Drilling of a horizontal injector requires a clear picture of what it can achieve, and in particular of why it can perform better than a vertical injector. Unlike a production well, this picture is complicated for most deep, hot reservoirs by the thermally induced fracturing of injection wells during cold water injection. In Prudhoe Bay, all conventional water injectors are thermally fractured. The fracture pressure for seawater injection is sufficiently low (0.53-0.54 psi/ft) that it was seen as inevitable that horizontal injectors would also fracture. A successful horizontal injector requires successful use of thermal fracturing.
The reason for attempting horizontal injection in the Y-Pad area of Prudhoe Bay is to achieve a higher injectivity than a vertical well, without risk of downward vertical fracture growth out of zone and into the aquifer. The 100 ft oil leg in this area is bounded above by the Shublik Formation (limestone & shale), which provides fluid and fracture containment. Below, it is bounded by a 30 ft layer of heavy oil / tar (HO/T), which acts as a barrier to fluid flow, but is no different in stress from the oil leg.

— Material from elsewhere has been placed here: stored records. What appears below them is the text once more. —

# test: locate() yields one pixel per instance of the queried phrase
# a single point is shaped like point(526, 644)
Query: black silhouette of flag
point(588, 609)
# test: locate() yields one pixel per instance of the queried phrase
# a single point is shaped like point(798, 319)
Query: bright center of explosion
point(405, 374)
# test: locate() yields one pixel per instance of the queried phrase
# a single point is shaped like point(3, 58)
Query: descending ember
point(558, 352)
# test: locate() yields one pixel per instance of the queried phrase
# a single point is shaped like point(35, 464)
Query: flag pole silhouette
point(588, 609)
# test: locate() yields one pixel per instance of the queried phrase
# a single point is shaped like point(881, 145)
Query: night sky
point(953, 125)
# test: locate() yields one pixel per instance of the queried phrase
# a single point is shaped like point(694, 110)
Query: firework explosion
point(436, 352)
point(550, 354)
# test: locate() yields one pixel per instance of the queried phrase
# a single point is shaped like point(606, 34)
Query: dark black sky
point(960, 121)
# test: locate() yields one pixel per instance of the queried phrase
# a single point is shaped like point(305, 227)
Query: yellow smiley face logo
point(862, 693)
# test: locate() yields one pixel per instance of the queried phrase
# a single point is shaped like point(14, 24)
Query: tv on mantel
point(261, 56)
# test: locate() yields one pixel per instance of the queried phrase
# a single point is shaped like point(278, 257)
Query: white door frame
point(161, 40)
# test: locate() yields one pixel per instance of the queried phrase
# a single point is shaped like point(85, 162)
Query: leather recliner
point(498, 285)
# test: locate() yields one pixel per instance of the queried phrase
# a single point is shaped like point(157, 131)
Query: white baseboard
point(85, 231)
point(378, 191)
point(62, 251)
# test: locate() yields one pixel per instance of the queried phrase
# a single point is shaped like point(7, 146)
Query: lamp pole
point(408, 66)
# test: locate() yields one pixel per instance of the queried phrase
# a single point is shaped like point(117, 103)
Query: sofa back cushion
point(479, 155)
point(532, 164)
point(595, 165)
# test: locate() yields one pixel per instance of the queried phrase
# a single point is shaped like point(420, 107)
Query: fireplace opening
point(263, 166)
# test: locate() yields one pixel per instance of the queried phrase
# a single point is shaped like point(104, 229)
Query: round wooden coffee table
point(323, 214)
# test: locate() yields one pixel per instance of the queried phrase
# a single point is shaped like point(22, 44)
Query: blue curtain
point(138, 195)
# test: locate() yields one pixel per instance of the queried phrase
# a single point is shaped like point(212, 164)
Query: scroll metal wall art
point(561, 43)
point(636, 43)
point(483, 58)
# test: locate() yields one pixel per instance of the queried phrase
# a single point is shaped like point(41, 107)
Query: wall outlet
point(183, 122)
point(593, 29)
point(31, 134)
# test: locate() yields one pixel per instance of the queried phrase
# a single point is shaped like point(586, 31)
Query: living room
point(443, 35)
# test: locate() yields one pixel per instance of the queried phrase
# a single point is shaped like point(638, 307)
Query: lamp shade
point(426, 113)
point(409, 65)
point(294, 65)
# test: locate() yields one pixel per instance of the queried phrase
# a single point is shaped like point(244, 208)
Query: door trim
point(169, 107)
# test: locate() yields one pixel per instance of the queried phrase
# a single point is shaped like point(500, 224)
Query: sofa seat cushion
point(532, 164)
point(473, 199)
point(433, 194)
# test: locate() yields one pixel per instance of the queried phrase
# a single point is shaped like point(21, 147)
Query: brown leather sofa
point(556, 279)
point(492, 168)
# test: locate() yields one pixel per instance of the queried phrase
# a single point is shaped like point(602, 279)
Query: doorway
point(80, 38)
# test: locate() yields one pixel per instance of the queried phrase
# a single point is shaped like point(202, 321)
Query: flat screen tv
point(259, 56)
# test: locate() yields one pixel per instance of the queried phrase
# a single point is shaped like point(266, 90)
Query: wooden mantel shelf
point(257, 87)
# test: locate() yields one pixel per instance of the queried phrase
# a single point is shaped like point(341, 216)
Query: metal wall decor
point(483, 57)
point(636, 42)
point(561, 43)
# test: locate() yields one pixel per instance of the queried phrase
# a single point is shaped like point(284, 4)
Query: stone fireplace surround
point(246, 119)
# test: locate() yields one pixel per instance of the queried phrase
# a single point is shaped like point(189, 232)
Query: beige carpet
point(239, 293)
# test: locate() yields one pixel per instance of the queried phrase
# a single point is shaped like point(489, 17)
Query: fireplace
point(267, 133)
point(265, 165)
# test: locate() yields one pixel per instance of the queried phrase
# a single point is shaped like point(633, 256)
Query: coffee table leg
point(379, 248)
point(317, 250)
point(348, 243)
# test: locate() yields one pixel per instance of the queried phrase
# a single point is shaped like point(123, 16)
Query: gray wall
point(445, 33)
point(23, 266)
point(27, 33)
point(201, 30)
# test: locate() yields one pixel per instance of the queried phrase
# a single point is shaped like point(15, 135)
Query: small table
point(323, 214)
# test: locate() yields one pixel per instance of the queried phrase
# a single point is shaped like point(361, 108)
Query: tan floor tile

Beneath the HO/T lies the Prudhoe Bay aquifer, which in this area is typically in higher permeability sand than the reservoir.
Vertical Injectors. The original vertical injectors in the area, Y-05 and Y-11, completed in 1985 and 1987, thermally fractured and initially achieved their injection targets on seawater injection. In 1991 the wells were changed to produced water reinjection (which characteristically reduces injectivity by 30-50% due to higher temperature and lower water quality). This, coupled with increased injection targets due to further development of the area, led to attempts in 1991 to inject more water at higher well-head pressure (WHP). This unfortunately resulted in vertical growth of the fractures downwards through the HO/T (Fig. 2). This process has been modeled in related cases. Although injection targets were nominally being achieved, much of the water was now being wasted into the aquifer.
Loss of containment is clearly shown for conventional injector Y-11 in its well performance plot (Fig. 3). During one month in 1991, the injection rate at given WHP increased by a factor of 4. Even when the well was taken to lower WHP, its performance remained permanently altered from before, and it is likely that a large proportion of all injection has since entered the aquifer. This is directly verified for Y-11 by comparing temperature logs before and after loss of containment (Fig. 4). The 1986 log shows only a temperature gradient into the HO/T layer due to heat conduction. By contrast, the late 1991 log shows cooling to bottom-hole temperature that extends 100 ft into the aquifer. The temperature log results are verified by repeat spinner surveys on Y-11 (Fig. 5). The performance of conventional injector Y-05 suffered a similar change.